Trauma-informed practice

We understand and respond to trauma to prevent further harm and to promote wellbeing.

Our focus

Trauma is defined as an event that is out of the ordinary and experienced as life threatening, causing significant fear and distress, overwhelming the ability of te tamaiti to cope.

We recognise that tamariki in care have often experienced multiple and enduring trauma — termed 'complex trauma'. Complex trauma can impact across many aspects of wellbeing and development of te tamaiti.

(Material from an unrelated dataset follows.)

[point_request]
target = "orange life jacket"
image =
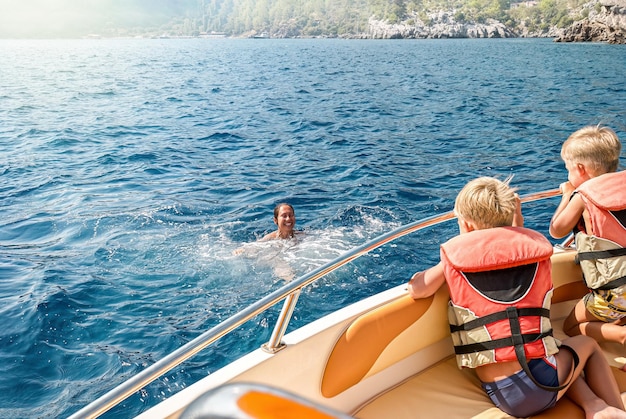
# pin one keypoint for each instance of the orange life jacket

Being 'trauma-informed' means understanding and recognising how trauma is experienced by te tamaiti, their whānau and caregivers in the following areas:

  • Historically through colonisation in Aotearoa.
  • Across families and generations.
  • Within systems we are part of.
  • Directly to individuals.

Many of the challenging and concerning behaviours we see in tamariki who engage with our services are their attempts to cope with trauma. Trauma-informed practice means:

  • understanding and recognising the impacts of all forms of trauma
  • working closely together in responding effectively
  • preventing further trauma and providing the resources needed for healing.

Quality practice

Quality practice includes:

  • asking "what happened to you?" rather than "what’s wrong with you?"
  • looking beyond 'what’s on top' with the behaviours of te tamaiti, to understand underlying triggers or influences
  • 'tuning in' and acknowledging the feelings of te tamaiti, and their responses to what has happened to them
  • providing te tamaiti with reassurance and hope for change
  • being calm, reliable and consistent
  • taking notice of key relationships for te tamaiti and including them wherever possible
  • working closely with others supporting the care of te tamaiti
  • paying attention to any developmental needs for te tamaiti such as speech and language difficulties
  • noticing resilience factors and setting goals to develop areas of interest and strengths for te tamaiti.

Reflecting on practice

  • What do I know about any trauma experienced by te tamaiti and how it might be impacting on their day to day activities?
  • What do I know about trauma that may have been experienced by their whānau and how might this knowledge influence my practice?
  • How am I preventing further traumatisation of te tamaiti?
  • How is my practice promoting feelings of safety and stability for te tamaiti? E.g. am I actively managing any changes or transitions they might experience?
  • How am I fostering healing and resilience through my practice?